# Your 'best' schooling exercises?



## Hattiehorse (17 June 2010)

Well me and pony are finally getting somewhere (HAPPY HAPPY HAPPY) so I've decided to go through all my old horse magazines looking for schooling and jumping exercises. I'm then cutting them all out and sticking them in one place so it's easier to find what I want. Possibly a bit sad but 

So what exercises do you use? And what are they for?

And I may end up stealing some and trying them out 

Thanks.


----------



## JessandCharlie (17 June 2010)

I do that too! I tend to opt for good old fashioned transitions by the bucket load. So pretty boring really. Polework too so not much new Im afraid :s


----------



## TinselRider (17 June 2010)

ooooh I have many 


I do favour the "classic" transitions excercise, literally at every marker I either go up or down a pace or 2 (or go backwards ) riding from my seat and using my weight / voice, because it helps to get the horse listening and engaed from behind.


Also I like the following excercise;

* establish a good working canter on a 20m circle
* at the 1/2 way mark round your circle get your horse to stand (start with a downward transition to trot, then walk first to get your horse listening)
* Walk the horse on OR back him up for 1/4 of the circle then canter straight away
*repeat untill the horse is listening and soft over its back and you can canter on from a stand
*repeat on the other rein


Great for suppeling your horse, getting them off the aids and engaging their hindquaters


----------



## GGRider (17 June 2010)

First, get a good qualified instructor BHSII or BHSI for example. 

At least invest in a good book for ideas. 

My favourite it counter bend around a circle spiralling in and out and then, in time, build up to a change of rein out of the circle (now going into correct bend) followed by an upwards transition (W to T or T to C). If you can do counter bend, you can probably learn shoulder in which is the daddy. Counter shoulder (towards fenceline) in if you find true SI tricky.


----------



## Tilda (17 June 2010)

Well if your sad I am too as I was planning to do exactly the same thing with my magazines this weekend!
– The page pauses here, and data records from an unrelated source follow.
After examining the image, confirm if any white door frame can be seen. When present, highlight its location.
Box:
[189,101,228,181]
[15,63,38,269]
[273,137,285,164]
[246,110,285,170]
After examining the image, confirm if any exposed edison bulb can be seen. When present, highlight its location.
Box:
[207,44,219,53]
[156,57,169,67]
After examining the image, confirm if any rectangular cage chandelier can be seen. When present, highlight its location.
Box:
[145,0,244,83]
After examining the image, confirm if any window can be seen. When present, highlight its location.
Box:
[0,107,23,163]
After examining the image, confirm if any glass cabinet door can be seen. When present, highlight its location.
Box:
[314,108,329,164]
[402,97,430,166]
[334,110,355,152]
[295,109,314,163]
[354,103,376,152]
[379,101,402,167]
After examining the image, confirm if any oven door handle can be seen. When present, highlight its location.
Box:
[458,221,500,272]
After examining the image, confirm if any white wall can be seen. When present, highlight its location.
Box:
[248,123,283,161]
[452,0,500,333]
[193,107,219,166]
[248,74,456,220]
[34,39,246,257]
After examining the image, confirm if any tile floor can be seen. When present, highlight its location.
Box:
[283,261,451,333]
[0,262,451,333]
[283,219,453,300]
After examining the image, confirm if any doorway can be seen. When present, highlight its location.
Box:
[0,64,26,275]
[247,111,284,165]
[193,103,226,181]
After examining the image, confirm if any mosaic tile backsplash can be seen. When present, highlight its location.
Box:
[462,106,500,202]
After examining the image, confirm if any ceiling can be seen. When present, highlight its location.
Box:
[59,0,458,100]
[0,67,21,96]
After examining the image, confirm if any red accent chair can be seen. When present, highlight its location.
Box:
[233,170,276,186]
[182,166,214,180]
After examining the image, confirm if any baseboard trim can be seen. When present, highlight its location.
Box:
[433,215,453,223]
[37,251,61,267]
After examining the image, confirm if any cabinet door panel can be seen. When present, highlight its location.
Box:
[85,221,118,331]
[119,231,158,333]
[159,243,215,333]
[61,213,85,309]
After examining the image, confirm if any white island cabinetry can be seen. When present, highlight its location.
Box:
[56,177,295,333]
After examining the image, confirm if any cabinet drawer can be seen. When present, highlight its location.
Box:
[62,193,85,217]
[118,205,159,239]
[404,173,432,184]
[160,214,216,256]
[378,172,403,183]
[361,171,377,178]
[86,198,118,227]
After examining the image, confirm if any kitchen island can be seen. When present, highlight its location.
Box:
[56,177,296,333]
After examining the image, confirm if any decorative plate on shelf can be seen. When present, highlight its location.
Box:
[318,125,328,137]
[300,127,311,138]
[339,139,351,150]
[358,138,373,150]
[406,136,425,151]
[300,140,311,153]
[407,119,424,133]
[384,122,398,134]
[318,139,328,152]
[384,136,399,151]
I have a horse that needs lots of variety to stem her spooking so my instructor gave me a really good exercise last weekend. You start by establishing a 20 metre circle at one end of the school and then one in centre school and then you turn these into a figure of eight. Once working on the figure of eight pick up working canter and each time you cross the middle trot for a few strides then take canter again. It was good for taking control of the pace as my girly tends to rush off if I let her. Ialso tried it in trot, walking for a few strides in the middle really got her listening. We also introduced a jump in the middle of the 8 so we could work on turning in the air.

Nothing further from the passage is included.